Most Passover traditions are universal. Everyone leans at the table, asks the four questions, opens the door for Elijah. The seder itself is a sensory experience – the tear-inducing smell of the marror, the crisp feel of the matzah, the careful glancing (but no pointing!) towards the zeroa, the unique songs, and of course, the taste of everything, from the salt water tears, to the four cups of wine. But some other traditions are unique from family to family. They are the distinct symbols that take one back to Passovers past – the colored cups for me, the special table cloth for someone else – the symbols that say, “This is Passover.” Moreso than the wine and the matzah.

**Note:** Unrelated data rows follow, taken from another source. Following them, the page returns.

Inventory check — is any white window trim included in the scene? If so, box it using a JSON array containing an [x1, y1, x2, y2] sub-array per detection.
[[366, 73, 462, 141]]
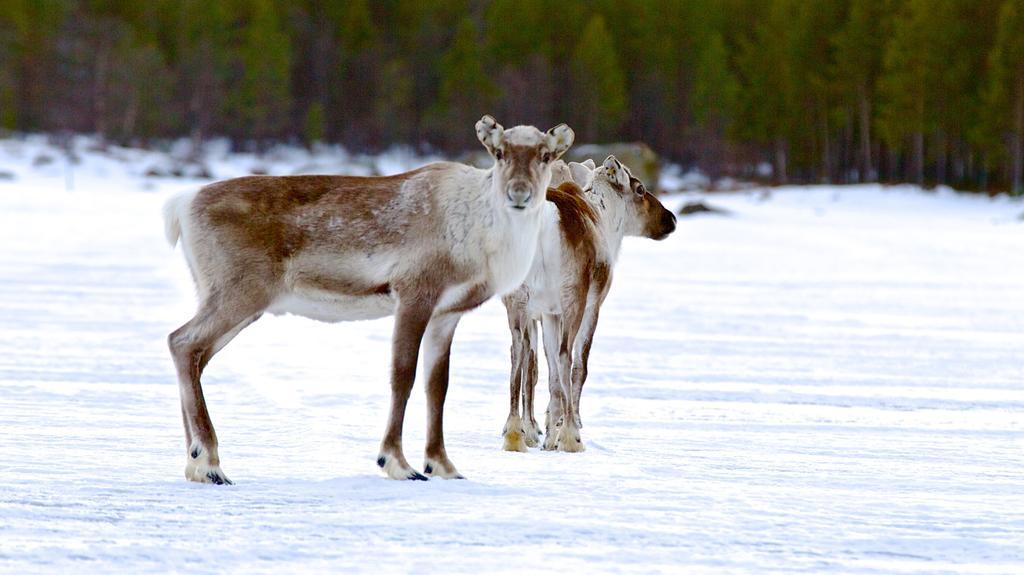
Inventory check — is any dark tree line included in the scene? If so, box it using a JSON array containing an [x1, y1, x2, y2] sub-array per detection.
[[0, 0, 1024, 192]]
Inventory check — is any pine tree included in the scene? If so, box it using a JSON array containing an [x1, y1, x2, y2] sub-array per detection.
[[878, 0, 934, 185], [833, 0, 892, 181], [571, 14, 629, 141], [985, 0, 1024, 194], [232, 0, 291, 142], [734, 0, 805, 183], [430, 16, 496, 149], [689, 31, 739, 176]]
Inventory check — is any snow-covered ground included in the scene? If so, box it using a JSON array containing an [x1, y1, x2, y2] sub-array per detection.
[[0, 136, 1024, 574]]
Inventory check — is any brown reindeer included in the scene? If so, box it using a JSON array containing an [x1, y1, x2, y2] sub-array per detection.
[[165, 116, 573, 484], [502, 156, 676, 451]]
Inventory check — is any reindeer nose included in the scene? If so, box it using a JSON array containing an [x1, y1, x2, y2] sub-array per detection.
[[506, 182, 534, 210], [662, 210, 676, 235]]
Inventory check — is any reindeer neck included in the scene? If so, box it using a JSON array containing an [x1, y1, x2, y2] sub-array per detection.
[[584, 186, 626, 262]]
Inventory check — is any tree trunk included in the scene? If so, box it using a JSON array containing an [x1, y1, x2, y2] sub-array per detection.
[[92, 42, 110, 141], [857, 84, 878, 182], [935, 129, 946, 185], [821, 102, 833, 184], [910, 131, 925, 187], [1011, 71, 1024, 195], [775, 138, 788, 185]]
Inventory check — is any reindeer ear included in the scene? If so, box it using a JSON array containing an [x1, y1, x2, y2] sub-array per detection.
[[476, 115, 505, 156], [545, 124, 575, 160], [569, 162, 594, 189], [549, 160, 572, 187]]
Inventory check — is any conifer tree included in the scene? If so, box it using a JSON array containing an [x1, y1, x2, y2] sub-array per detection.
[[571, 14, 629, 141], [984, 0, 1024, 194], [431, 16, 495, 148], [232, 0, 291, 142]]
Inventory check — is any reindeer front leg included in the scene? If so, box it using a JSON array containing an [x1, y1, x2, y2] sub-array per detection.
[[423, 312, 464, 479], [522, 319, 541, 447], [502, 307, 528, 453], [555, 303, 585, 453], [377, 296, 436, 481]]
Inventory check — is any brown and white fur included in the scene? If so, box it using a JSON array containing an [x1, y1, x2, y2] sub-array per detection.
[[502, 156, 676, 451], [165, 116, 573, 484]]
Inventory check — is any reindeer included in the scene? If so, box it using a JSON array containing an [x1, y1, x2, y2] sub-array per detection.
[[165, 116, 574, 485], [502, 156, 676, 451]]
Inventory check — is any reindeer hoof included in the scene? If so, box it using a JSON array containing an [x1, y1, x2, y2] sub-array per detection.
[[377, 455, 428, 481], [555, 425, 587, 453], [502, 415, 527, 453], [423, 456, 466, 479], [541, 433, 558, 451]]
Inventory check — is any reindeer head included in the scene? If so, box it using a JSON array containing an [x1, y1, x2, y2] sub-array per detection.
[[476, 116, 575, 211], [589, 156, 676, 239]]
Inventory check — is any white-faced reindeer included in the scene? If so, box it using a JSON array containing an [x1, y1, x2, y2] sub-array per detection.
[[502, 156, 676, 451], [165, 116, 573, 484]]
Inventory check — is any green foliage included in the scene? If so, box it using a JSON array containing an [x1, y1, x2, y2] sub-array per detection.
[[433, 17, 496, 146], [690, 32, 739, 127], [0, 0, 1024, 192], [302, 102, 327, 144], [572, 14, 629, 140]]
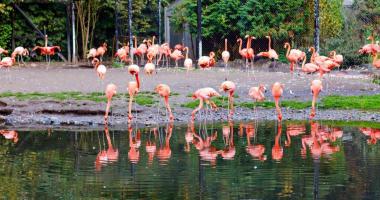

When I first started having my own seders in my home, my collection of unique Passover traditions grew slowly. One of them, though, was completely unintentional. Our seders required adding an extension to our dining room table. So in the interest of comfort, we swapped our dining room with our living room, moving the couches into a smaller area and eating our meals in the larger living room space. It was a practical decision to make our guests (and our meal) more comfortable, and we did it every year.
About eight years ago, we moved to a new house with a much larger dining room. As Passover preparations winded down, my daughter asked me when we were transferring the dining room and the living room. I told her we didn’t need to, there was enough space in the new house. She looked at me with a look of absolute horror, as if I had suggested we forego the matzah and just eat bread.
And with that, I realized that the room transformation was her blue and red glass. It was what “made” it Passover. The feelings, the vibe, the clear demarkation that Passover had come to the home was the moment our dining room magically appeared in the living room.
Traditions create the ambiance of Passover. They are like fairy-dust, sprinkling magic into the holiday in a way that the tin-foil coverings and unique glasses did for me as a child. Religious observances are difficult. It is not easy to sell a toddler on Matzah Pizza when they are crying for a bagel. It is not easy to stay awake at a seder, to cook ridiculous amounts of food for so many people for so many meals. But the memories of Passover are sweet because of the feelings we create around those observances. The memories we unpack each year, the feelings the objects evoke, the sense of family and tradition they create, tell stories in a much more powerful way than the haggadah. It’s why I have special dishes for Passover. It’s why I make special once a year recipes. It’s why we sing unique family tunes at the seder.
And it’s why, even though we don’t have to, we always swap our living room with our dining room.